Keine der genannten Institutionen agiert unabhängig von der Einflussnahme durch die Atomindustrie und diversen politischen Überlegungen.

So wurde bekannt, dass das japanische Außenministerium im vergangenen Jahr 71.000.000 Yen (ca. 483.000 Euro) an den UNSCEAR- Ausschuss gezahlt hat, um die Bevölkerung in Fukushima industrie- und regierungsfreundlich zu informieren und "überflüssige Sorgen bezüglich Strahlenfolgen zu beseitigen".

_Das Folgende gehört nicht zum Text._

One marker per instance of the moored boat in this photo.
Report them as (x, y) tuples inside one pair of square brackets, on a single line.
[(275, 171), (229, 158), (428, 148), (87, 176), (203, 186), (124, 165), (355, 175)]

Röntgenbilder beim Schuhkauf waren früher beliebt, man unterschätzte die Gesundheitsgefahr

"Den Menschen in Fukushima ist mit solchen falschen Versprechungen nicht geholfen. Sie erwarten objektive Informationen, medizinische Unterstützung und, am allermeisten, die Anerkennung ihres unantastbaren Menschenrechts auf Gesundheit und das Leben in einer gesunden Umwelt. Dies sollte das Leitprinzip für die Evaluation gesundheitlicher Folgen in Fukushima sein; nicht die Interessen von Wirtschaft und Politik," so Dr. Alex Rosen, Vorstandsmitglied der deutschen IPPNW und Koautor der IPPNW-Kritik des UNSCEAR-Berichts.